For trash, post and recycling service providers, requiring keys to get into apartment buildings is more than just a minor hassle. ALBA, for example, one of Germany’s largest private waste management companies, typically uses 80 to 140 keys per tour in Berlin.

“They’re stuffed in two small suitcases and they have many of those key chains inside,” Claudia Nagel, one of the founders of keyless apartment building access system Kiwi.ki, explained. “I explained our system and what we want to do and they were like, that’s so great – we want to get rid of all this key hassle, it’s a nightmare.”

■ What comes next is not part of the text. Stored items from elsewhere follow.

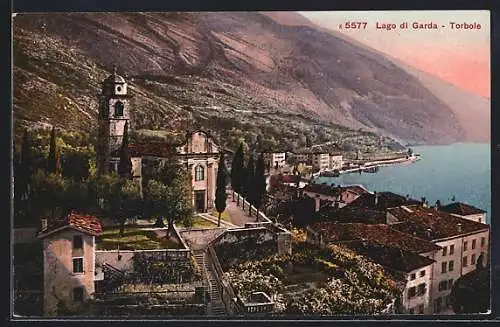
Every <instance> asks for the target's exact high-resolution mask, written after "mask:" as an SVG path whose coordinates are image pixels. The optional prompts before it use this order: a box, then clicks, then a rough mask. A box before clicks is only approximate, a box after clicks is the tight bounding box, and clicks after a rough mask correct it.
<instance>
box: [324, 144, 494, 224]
mask: <svg viewBox="0 0 500 327" xmlns="http://www.w3.org/2000/svg"><path fill="white" fill-rule="evenodd" d="M412 149H413V150H414V152H415V153H419V154H420V156H421V158H422V159H421V160H419V161H417V162H415V163H412V164H397V165H393V166H388V167H380V168H379V171H378V172H377V173H374V174H370V173H361V175H360V174H359V173H349V174H342V175H340V177H319V178H318V179H317V182H319V183H323V182H326V183H335V184H341V185H349V184H362V185H363V186H365V187H366V188H367V189H368V190H370V191H377V192H384V191H390V192H394V193H397V194H401V195H403V196H404V195H407V194H409V195H410V196H411V197H412V198H414V199H417V200H420V198H421V197H426V199H427V201H428V202H429V204H430V205H434V204H435V202H436V200H440V201H441V203H442V204H443V205H444V204H448V203H450V202H451V198H452V197H453V196H454V197H455V201H459V202H464V203H468V204H471V205H473V206H475V207H477V208H480V209H483V210H486V211H487V214H486V216H487V217H486V221H487V222H488V223H489V222H490V210H491V160H490V158H491V147H490V144H485V143H474V144H470V143H459V144H453V145H447V146H418V147H412Z"/></svg>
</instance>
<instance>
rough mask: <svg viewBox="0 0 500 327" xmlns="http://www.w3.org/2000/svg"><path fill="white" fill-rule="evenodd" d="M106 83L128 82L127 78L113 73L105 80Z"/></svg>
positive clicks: (117, 74) (105, 82) (119, 82)
mask: <svg viewBox="0 0 500 327" xmlns="http://www.w3.org/2000/svg"><path fill="white" fill-rule="evenodd" d="M104 82H105V83H120V84H121V83H126V82H125V79H124V78H123V77H121V76H120V75H118V74H111V75H109V76H108V77H107V78H106V79H105V80H104Z"/></svg>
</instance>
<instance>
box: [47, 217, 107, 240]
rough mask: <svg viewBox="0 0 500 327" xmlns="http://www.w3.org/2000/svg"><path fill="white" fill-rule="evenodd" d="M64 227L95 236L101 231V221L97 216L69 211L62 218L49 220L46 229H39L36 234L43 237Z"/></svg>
mask: <svg viewBox="0 0 500 327" xmlns="http://www.w3.org/2000/svg"><path fill="white" fill-rule="evenodd" d="M66 228H74V229H77V230H79V231H81V232H83V233H86V234H90V235H95V236H98V235H99V234H100V233H101V232H102V226H101V221H100V220H99V218H97V217H95V216H91V215H84V214H80V213H77V212H71V213H70V214H68V215H67V216H66V217H65V218H63V219H58V220H55V221H51V222H49V224H48V226H47V230H45V231H40V232H39V234H38V236H39V237H42V238H43V237H45V236H48V235H50V234H52V233H55V232H57V231H60V230H64V229H66Z"/></svg>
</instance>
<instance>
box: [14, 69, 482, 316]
mask: <svg viewBox="0 0 500 327" xmlns="http://www.w3.org/2000/svg"><path fill="white" fill-rule="evenodd" d="M131 97H132V95H131V94H130V92H129V89H128V82H127V80H126V79H125V78H124V77H122V76H120V75H118V73H117V71H116V69H115V70H114V72H113V73H112V74H111V75H110V76H109V77H108V78H106V79H105V80H104V81H103V83H102V93H101V94H100V95H99V116H98V124H97V126H98V131H97V135H98V138H97V144H96V146H95V157H93V158H90V159H91V161H92V162H94V164H93V165H90V166H87V167H86V168H85V170H86V171H85V174H84V175H85V177H84V178H76V177H75V176H80V175H79V174H80V171H76V168H75V167H76V166H78V165H77V164H76V162H77V161H76V159H71V157H70V156H69V155H66V156H64V150H58V147H59V148H62V146H61V144H62V143H64V142H63V141H62V140H60V141H56V138H57V134H56V133H57V132H56V129H55V128H53V129H52V132H51V136H50V141H48V142H47V146H46V148H44V149H45V150H44V151H45V152H43V153H44V156H41V157H40V158H42V159H40V160H39V161H38V163H37V164H38V165H39V166H40V167H45V168H44V169H45V170H46V171H42V170H43V169H41V170H39V171H34V170H35V169H34V168H32V167H31V166H30V165H28V164H27V162H35V160H33V157H34V154H33V153H32V152H33V151H34V150H33V148H34V145H33V144H35V143H36V142H35V141H32V143H31V145H29V144H28V141H26V143H24V140H23V144H22V146H21V149H20V151H19V155H18V158H17V159H16V164H15V165H14V167H15V172H14V183H15V185H16V191H15V198H14V202H15V207H16V208H20V209H18V211H16V214H17V213H18V212H19V216H16V215H14V222H15V228H14V230H13V239H14V281H15V285H14V296H15V299H14V310H15V314H16V315H17V316H24V317H26V316H45V317H64V316H105V317H108V316H109V317H115V316H116V317H123V316H126V317H133V316H161V317H178V316H184V317H192V316H200V315H201V316H206V317H213V316H234V317H256V316H266V315H269V316H284V315H298V316H307V315H322V316H329V315H346V314H347V315H353V314H372V315H388V314H408V315H412V314H415V315H417V314H419V315H422V314H423V315H430V314H453V313H457V310H458V309H457V308H460V306H461V302H460V299H459V298H458V297H457V296H455V295H454V294H455V293H454V292H455V291H454V287H455V285H456V284H457V283H458V282H459V280H460V279H461V278H463V277H464V276H467V275H468V274H470V273H473V272H474V271H483V270H487V269H489V256H490V253H489V248H490V227H489V225H488V224H487V223H486V212H485V211H484V210H481V209H478V208H475V207H473V206H471V205H469V204H466V203H461V202H452V203H447V204H444V203H443V204H442V203H440V202H439V201H438V202H436V203H435V204H429V203H428V201H426V199H425V197H421V198H420V199H413V198H411V197H409V196H405V195H399V194H394V193H392V192H386V191H383V190H382V191H381V190H369V189H367V188H366V187H365V186H363V185H335V184H326V183H323V184H321V183H318V182H317V181H316V177H319V176H338V175H339V174H344V173H353V172H355V173H374V172H376V171H377V169H378V167H380V166H384V165H391V164H398V163H411V162H414V161H417V160H419V159H420V156H419V155H418V154H416V153H414V152H413V151H412V150H411V149H409V150H408V151H404V152H399V153H393V154H391V155H386V156H385V157H380V158H363V156H362V154H358V156H357V157H356V158H345V157H344V156H343V154H342V153H333V152H332V153H330V152H321V151H314V150H311V149H306V150H303V149H301V150H295V151H288V152H280V151H267V152H266V151H258V150H257V149H248V148H246V147H245V146H244V144H243V142H242V143H241V144H240V146H239V148H238V149H225V148H223V147H222V146H221V145H220V144H218V143H217V142H216V140H214V138H213V137H212V136H211V135H210V133H209V132H208V131H203V130H188V131H186V133H185V135H184V136H183V139H182V142H179V143H166V142H164V143H159V142H150V141H140V140H134V142H131V141H130V138H131V135H132V132H133V126H134V122H133V120H132V119H131V112H132V111H133V110H134V108H133V105H132V103H133V101H131ZM26 135H28V134H26ZM25 140H28V137H26V138H25ZM68 142H69V141H68ZM75 142H76V141H75ZM67 148H68V149H69V146H68V147H67ZM65 149H66V148H65ZM30 151H31V152H30ZM68 151H69V150H68ZM30 160H31V161H30ZM71 160H75V161H71ZM45 163H46V164H45ZM65 167H66V168H65ZM72 169H73V170H72ZM65 171H66V172H65ZM69 172H72V174H73V175H70V173H69ZM65 174H66V176H65ZM91 175H92V176H94V175H95V177H92V176H91ZM28 177H29V178H28ZM59 190H64V191H59ZM89 198H92V199H95V201H93V200H92V201H90V203H89ZM16 210H17V209H16ZM21 213H22V214H23V217H24V218H23V219H24V220H23V222H24V223H23V224H17V223H16V222H17V221H21V218H19V217H21ZM165 222H166V224H165Z"/></svg>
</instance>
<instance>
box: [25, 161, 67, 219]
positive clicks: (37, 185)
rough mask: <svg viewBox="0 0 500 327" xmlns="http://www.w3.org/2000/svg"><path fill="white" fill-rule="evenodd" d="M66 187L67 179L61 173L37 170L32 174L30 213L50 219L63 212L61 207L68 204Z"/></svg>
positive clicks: (66, 190)
mask: <svg viewBox="0 0 500 327" xmlns="http://www.w3.org/2000/svg"><path fill="white" fill-rule="evenodd" d="M67 189H68V181H67V180H66V179H65V178H63V177H62V176H61V175H58V174H55V173H46V172H44V171H42V170H39V171H38V172H37V173H36V174H35V175H34V176H33V182H32V192H31V193H32V195H31V197H30V204H31V208H30V209H31V210H30V211H31V214H32V215H33V216H49V217H50V218H52V219H55V218H57V217H58V216H59V215H61V214H63V212H62V209H66V208H67V206H68V201H67V200H68V198H67Z"/></svg>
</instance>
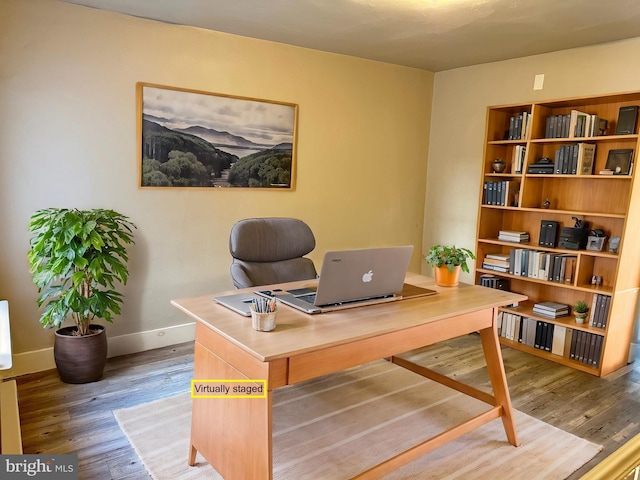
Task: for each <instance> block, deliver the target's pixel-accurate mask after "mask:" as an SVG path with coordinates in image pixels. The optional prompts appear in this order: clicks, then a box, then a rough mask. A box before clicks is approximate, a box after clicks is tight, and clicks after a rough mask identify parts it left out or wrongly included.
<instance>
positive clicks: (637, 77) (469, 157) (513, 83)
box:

She and cofounders Christian Bogatu, Peter Dietrich and Jeff Katz tagged along on several tours as research for Kiwi.ki, which combines a key fob that doesn’t need to be taken out of a pocket or bag to work, a “wi” door sensor and a mobile app.

ALBA, Berlin Recycling and Deutsche Post are now partners in a pilot trial in a hundred buildings in Berlin. The idea is to partner with these kinds of companies to cover the costs of installation – all a building owner or manager needs to do is check a box. If private residents want to use the service, they’ll pay a small fee starting at €2 per key per month.

The team developed Kiwi.ki using open radio-frequency identification (RFID) platform OpenBeacon and produce and manufacture their devices in Berlin. To ensure security, the fob and door sensor communicate with a different randomly generated number each time. Kiwi.ki also worked with RFID hackers to check for exploits and is now confident enough to make the relevant parts of their code public.

During Kiwi.ki’s pitch at TechCrunch Disrupt Europe in Berlin on Monday, one of the judges dismissed the product as too similar to existing technology in the US. “Germany’s a big market and an interesting market but it’s not the market,” he said.

Still, it’s a proven and unmet need – and it’s more than possible to build an international business without setting food in the US. While there are competitors in Europe, including Spain’s Param 24-7XS Technologies, Kiwi.ki is off to a strong start. Bogatu previously founded Kirsen Global Security, a successful smart container company. He met Nagel at McKinsey, where she specialised in travel, transport and logistics. So far, the company is backed by a small group of angel investors, including ZocDoc backer Shaun Abrahamson.

Bogatu and Nagel are most excited about bringing their technology to regular residents. When Nagel told her parents she was quitting her job at McKinsey, she expected them to tell her she was throwing away her career, she said.

“But my father said – I remember this evening when I stood in front of my door, and it’s -12°C outside, our light broke so I couldn’t see the hole… I was so afraid I couldn’t get into the door and I didn’t dare to ring the bell of any of my neighbours because it was midnight.”

Fixing that kind of situation – especially for the elderly and for small children – adds genuine value, she said. “Really just having this easy comfortable entry into what you call your home. It’s something many people are able to appreciate.”